Complex transformations:
* `s:[1,2,col6]` - Each row will contain the first and second columns and a column
                   named `col6`. Note that it is wrapped with `[]`. This only
                   means the output row will be a list. You can just as well
                   wrap it with `{}` to get objects e.g. `s:{1,2,col6}`.
                   The different wrapping options are desribed in "Simple Transformations"
                   of the previous section.
* `s:{first:1,second:2}` - Each row will contain the first and second columns with
                           The specified new headers (`first` and `second`)
* `s:[-2,-1]` - Each row will contain the two last columns from `INPUT`
* `s:{1,second:2}` - Column definitions can be mixed.

Nested transformations:
* `s:[{1,2},{3,4}]` - Each row will contain two objects, the first object will
                      contain the first and second columns, the second object
                      will contain the third and fourth columns.

Nesting can be as complex as you wish and rules from previous sections
can be applied freely.

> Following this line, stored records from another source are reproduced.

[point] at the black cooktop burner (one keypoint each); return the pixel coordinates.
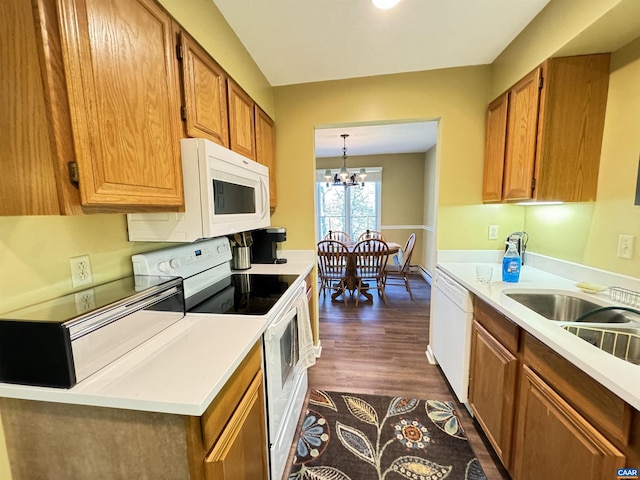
(241, 294)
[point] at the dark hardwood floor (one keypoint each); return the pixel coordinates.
(378, 349)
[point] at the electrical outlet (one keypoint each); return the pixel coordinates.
(85, 301)
(625, 246)
(80, 271)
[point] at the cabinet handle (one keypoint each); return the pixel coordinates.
(74, 175)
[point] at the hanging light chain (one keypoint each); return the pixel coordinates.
(344, 178)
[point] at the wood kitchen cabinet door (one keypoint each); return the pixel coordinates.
(495, 149)
(554, 441)
(492, 389)
(205, 93)
(242, 133)
(266, 150)
(122, 82)
(34, 179)
(240, 452)
(522, 136)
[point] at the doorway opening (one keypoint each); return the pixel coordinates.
(400, 192)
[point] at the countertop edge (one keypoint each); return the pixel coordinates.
(611, 372)
(148, 378)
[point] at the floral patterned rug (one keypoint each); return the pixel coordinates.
(366, 437)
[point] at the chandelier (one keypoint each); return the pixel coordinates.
(345, 178)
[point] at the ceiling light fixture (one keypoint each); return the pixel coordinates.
(385, 4)
(345, 178)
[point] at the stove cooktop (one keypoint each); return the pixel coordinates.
(241, 294)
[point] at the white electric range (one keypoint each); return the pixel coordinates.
(212, 289)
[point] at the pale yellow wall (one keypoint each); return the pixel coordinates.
(457, 97)
(615, 212)
(554, 27)
(203, 20)
(402, 194)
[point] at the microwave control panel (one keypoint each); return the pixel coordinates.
(184, 260)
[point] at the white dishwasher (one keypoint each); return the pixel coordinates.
(451, 318)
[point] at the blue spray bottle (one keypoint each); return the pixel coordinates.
(511, 264)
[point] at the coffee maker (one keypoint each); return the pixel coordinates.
(264, 245)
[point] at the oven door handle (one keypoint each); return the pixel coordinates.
(285, 317)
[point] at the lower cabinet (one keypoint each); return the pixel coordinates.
(492, 389)
(555, 441)
(237, 454)
(544, 417)
(78, 442)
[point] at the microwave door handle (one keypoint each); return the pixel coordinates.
(265, 191)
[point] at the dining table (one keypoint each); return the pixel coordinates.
(351, 281)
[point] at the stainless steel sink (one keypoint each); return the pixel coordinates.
(567, 308)
(622, 342)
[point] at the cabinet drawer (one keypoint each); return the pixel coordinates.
(218, 413)
(503, 329)
(240, 452)
(601, 407)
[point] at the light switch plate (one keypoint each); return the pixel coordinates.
(625, 246)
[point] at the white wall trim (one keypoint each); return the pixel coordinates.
(408, 227)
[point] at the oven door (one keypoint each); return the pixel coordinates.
(281, 353)
(236, 191)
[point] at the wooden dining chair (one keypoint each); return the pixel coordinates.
(332, 266)
(401, 272)
(371, 234)
(371, 257)
(343, 237)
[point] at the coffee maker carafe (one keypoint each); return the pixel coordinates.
(264, 249)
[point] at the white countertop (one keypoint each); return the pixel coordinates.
(178, 371)
(619, 376)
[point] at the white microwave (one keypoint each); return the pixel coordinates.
(224, 192)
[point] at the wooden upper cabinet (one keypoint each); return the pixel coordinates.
(494, 149)
(121, 73)
(266, 150)
(520, 154)
(573, 107)
(34, 179)
(96, 83)
(554, 126)
(242, 133)
(205, 93)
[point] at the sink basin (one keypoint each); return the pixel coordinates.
(622, 342)
(566, 308)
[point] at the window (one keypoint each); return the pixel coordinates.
(349, 209)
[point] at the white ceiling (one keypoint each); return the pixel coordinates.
(376, 139)
(300, 41)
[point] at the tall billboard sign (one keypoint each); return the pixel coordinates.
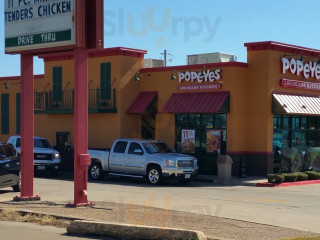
(39, 24)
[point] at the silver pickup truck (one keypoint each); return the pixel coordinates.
(142, 158)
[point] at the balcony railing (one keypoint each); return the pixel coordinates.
(99, 100)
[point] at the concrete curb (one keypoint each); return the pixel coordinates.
(288, 184)
(132, 231)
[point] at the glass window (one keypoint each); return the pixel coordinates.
(295, 122)
(1, 151)
(285, 122)
(313, 122)
(120, 147)
(194, 121)
(182, 120)
(57, 83)
(220, 121)
(304, 123)
(207, 120)
(298, 139)
(277, 121)
(314, 138)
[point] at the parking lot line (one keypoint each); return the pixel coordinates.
(260, 199)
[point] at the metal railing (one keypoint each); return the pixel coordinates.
(98, 99)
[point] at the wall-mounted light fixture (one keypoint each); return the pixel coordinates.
(138, 75)
(48, 83)
(173, 77)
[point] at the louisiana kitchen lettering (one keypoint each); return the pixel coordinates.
(297, 67)
(205, 76)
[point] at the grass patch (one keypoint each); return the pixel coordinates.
(16, 216)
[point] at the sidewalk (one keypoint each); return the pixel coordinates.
(234, 181)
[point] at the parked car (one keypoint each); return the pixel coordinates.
(9, 167)
(142, 158)
(45, 157)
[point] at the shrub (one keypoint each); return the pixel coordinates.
(312, 175)
(301, 176)
(290, 177)
(275, 178)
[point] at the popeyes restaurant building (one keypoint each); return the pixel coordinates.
(263, 113)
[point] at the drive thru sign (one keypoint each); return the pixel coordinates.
(44, 26)
(36, 24)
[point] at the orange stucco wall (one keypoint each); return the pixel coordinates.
(249, 123)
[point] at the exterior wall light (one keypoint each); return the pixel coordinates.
(138, 75)
(173, 77)
(7, 84)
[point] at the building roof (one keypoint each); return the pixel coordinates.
(282, 47)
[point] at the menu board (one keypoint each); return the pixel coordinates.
(188, 141)
(213, 141)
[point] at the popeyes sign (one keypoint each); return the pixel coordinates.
(298, 68)
(200, 77)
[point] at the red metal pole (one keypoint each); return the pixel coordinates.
(27, 129)
(81, 157)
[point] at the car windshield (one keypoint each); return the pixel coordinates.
(42, 143)
(157, 147)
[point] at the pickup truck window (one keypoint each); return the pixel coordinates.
(42, 143)
(157, 147)
(134, 146)
(120, 147)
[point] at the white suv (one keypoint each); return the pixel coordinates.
(45, 157)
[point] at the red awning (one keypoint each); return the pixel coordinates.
(200, 102)
(142, 102)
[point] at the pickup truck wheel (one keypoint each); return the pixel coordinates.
(154, 175)
(95, 171)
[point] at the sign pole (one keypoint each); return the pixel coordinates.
(81, 156)
(27, 129)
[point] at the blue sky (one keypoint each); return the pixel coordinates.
(184, 27)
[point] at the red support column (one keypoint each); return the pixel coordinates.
(27, 129)
(81, 157)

As an overly complex example:
```
> s:{k1:1,k2:{2,three},k3:[{four,5},d(-4,s7:seven)],eight,k4:(one, two, (four, five)),s:s(1,1,1)}
``` 

Fetching values of nested data:
* `s:[some_obj.key1.key2]` - Each row will contain a single nested value from
                             the `some_obj` column. 
* `s:[some_obj.key1?.key2]` - Same as above, but don't fail if `key1` doesn't exist,
                              instead, replace it with `null`.
* `s:[some_obj.key1?.key2/100/]` - Same as above, but use `100` instead of `null`.
* `s:[some_obj.key1.key2/100/]` - Default value without optional `?` is equivalent to
                                  `s:[some_obj?.key1?.key2?/100/]`                               

A caveat of using `//` for default values is that the default value cannot
include `/`. This is mostly due to a very simple parser that is currently
implemented for the expression language.